The US should not rush into a change as large as repealing the ban on gays serving openly in the military without making sure the people it affects are on board, US Secretary of Defense Robert Gates said on Wednesday.
Gates and Admiral Mike Mullen, chairman of the Joint Chiefs of Staff, said an 11-month study into the effects of lifting the ban would examine practical questions such as how the change would affect people who decide to remain in the service when their contracts expire.
“There is very little objective data on this. It is filled as you know with emotion and strongly held opinions and beliefs,” Mullen said a day after announcing his own opposition to the ban.
“That’s the work we have to do over the course of this year,” he said. “We need to understand that in terms of what the senior military leadership’s principal concern is, which is the readiness and military effectiveness of the force.”
The study is seen by advocates of a quick repeal as an unnecessary delay, or a political convenience designed to stretch any real action to lift the ban until after congressional elections this fall.
Answering critics from both parties during testimony on next year’s proposed defense budget, Gates offered his own resume as a cautionary tale. He said he has broad management experience, having run three large public institutions — the CIA, Texas A&M University and the Department of Defense.
“In each of those I have led and managed change,” Gates told the House of Representatives Armed Services Committee. “I’ve done it smart, and I’ve done it stupid. Happily, I think, the stupid was early.”
Gates said he learned that imposing change from on high does not work, and he is determined not to repeat that mistake.
Pentagon press secretary Geoff Morrell said later that Gates was referring to a period in the early 1980s when he headed the CIA’s analytical division and made policy changes and sometimes harsh assessments that he came to regret.

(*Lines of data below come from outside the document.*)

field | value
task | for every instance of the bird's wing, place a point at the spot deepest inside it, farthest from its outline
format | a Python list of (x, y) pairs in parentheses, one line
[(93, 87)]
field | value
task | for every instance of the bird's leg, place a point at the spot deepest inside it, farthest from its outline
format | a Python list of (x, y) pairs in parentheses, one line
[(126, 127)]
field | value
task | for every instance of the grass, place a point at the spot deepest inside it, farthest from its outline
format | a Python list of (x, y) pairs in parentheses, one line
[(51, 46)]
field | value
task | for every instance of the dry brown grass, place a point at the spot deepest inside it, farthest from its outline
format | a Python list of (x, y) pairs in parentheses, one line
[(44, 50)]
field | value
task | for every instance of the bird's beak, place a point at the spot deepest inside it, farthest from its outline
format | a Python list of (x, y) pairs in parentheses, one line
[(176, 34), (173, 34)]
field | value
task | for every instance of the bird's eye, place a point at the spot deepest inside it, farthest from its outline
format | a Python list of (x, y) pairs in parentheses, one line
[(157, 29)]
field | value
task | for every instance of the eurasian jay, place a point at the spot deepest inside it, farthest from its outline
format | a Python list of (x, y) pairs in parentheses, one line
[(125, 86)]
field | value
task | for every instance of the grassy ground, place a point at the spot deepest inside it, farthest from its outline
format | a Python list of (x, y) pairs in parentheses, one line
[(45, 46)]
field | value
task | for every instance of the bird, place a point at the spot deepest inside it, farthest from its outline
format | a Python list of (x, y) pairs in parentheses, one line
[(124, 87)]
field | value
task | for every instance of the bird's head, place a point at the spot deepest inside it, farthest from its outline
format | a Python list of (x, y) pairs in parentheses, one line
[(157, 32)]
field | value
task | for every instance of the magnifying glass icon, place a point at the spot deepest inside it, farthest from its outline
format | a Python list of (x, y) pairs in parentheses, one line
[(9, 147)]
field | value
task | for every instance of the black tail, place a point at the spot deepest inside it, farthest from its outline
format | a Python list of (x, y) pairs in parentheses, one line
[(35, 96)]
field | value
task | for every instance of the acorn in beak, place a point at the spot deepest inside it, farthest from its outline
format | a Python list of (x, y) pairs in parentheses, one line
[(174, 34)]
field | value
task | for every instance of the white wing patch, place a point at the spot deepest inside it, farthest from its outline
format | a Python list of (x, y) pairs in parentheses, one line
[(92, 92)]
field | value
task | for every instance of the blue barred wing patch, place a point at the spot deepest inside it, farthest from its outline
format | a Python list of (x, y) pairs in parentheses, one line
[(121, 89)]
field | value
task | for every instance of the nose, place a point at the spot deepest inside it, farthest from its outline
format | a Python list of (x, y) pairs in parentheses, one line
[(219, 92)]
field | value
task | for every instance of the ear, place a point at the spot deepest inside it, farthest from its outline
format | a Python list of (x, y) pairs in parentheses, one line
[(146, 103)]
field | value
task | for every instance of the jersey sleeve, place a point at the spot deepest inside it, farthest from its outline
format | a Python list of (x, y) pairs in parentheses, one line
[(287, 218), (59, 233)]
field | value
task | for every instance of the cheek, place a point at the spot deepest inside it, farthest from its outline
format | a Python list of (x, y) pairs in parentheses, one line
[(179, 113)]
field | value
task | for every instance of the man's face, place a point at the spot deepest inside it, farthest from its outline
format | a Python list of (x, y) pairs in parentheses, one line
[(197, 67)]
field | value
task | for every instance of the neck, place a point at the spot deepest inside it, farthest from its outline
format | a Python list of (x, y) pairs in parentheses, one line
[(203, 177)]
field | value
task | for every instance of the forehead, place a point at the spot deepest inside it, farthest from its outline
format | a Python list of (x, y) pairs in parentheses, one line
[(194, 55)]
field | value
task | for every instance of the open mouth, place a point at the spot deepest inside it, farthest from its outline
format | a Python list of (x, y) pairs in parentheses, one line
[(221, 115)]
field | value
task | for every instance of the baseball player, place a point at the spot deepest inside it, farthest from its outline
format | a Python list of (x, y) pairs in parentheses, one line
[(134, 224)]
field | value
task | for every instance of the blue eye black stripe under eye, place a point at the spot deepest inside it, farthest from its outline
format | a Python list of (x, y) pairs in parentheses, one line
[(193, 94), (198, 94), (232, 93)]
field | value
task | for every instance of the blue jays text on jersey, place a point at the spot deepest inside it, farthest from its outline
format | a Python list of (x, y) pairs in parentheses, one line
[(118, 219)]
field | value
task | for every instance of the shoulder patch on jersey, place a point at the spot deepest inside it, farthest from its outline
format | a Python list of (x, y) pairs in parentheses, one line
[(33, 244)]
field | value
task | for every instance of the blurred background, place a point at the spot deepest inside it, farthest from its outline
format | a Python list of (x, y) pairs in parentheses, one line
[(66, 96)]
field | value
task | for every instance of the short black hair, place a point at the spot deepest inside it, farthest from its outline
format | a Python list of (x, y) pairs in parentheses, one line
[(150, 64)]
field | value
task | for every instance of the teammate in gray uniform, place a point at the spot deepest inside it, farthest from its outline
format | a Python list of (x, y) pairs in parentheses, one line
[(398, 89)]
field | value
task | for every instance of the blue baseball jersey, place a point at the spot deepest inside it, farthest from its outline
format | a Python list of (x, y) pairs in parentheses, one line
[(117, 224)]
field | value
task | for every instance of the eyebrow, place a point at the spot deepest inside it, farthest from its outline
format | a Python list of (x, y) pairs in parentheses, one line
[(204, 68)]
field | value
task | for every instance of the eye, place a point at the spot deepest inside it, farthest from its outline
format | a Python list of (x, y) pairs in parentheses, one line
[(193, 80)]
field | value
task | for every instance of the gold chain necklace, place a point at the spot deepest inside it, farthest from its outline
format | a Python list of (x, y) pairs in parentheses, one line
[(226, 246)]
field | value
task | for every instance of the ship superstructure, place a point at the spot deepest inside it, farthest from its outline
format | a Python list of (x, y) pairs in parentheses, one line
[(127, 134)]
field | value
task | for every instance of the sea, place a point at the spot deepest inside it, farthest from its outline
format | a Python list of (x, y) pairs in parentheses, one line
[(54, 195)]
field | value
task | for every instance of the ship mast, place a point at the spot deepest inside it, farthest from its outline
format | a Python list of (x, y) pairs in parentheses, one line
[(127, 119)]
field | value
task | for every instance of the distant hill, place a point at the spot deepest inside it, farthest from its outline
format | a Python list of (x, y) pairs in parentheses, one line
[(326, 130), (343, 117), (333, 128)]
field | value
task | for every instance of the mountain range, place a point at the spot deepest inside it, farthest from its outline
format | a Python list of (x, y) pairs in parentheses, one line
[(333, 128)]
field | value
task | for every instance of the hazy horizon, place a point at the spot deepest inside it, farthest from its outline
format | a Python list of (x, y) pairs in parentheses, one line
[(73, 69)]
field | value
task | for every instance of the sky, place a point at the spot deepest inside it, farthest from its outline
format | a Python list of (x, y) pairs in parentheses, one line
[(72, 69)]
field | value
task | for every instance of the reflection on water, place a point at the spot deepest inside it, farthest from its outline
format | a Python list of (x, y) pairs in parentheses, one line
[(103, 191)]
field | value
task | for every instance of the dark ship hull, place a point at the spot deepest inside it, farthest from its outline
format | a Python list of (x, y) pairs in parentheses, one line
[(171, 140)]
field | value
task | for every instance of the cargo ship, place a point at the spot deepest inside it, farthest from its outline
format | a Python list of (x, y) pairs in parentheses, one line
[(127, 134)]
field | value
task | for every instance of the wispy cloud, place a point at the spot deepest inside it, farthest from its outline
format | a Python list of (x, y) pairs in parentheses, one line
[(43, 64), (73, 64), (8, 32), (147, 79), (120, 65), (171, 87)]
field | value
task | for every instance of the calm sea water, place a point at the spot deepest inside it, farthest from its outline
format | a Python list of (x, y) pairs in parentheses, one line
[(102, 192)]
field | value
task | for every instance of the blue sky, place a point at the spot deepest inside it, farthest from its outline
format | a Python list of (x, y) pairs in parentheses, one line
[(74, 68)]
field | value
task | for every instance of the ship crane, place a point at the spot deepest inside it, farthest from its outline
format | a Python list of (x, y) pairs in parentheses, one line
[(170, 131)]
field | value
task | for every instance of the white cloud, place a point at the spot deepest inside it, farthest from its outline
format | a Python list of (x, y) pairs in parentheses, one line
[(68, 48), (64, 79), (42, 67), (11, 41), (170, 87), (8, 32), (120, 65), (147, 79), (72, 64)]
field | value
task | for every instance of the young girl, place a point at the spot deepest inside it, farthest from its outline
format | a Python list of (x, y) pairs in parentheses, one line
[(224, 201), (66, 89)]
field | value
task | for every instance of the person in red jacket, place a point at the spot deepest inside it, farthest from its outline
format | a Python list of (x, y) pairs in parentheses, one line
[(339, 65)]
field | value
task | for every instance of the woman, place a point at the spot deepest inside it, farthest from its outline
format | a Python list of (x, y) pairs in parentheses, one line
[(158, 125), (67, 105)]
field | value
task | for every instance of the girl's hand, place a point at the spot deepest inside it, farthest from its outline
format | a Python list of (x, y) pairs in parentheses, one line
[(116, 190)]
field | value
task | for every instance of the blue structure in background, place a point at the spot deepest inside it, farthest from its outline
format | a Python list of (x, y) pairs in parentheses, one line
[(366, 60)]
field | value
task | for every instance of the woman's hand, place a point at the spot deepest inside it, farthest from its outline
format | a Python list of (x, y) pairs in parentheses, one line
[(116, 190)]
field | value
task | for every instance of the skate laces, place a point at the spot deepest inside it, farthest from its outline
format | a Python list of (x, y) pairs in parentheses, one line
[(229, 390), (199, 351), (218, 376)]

“Stupid was trying to impose a policy from the top without any regard for the views of the people who were going to be affected or the people who would have to effect the policy change,” Gates said.
Gates has commissioned two reviews, one by the outside consultant Rand Corp and one to be led by a four-star Army general and the Pentagon’s top lawyer. The reviews will look at attitudes about openly gay service among the armed forces, with particular emphasis on those in combat.
The reviews are supposed to look at the effect that lifting the ban could have on soldiers’ trust and reliance on one another, as well as practical and legal issues, military officials said.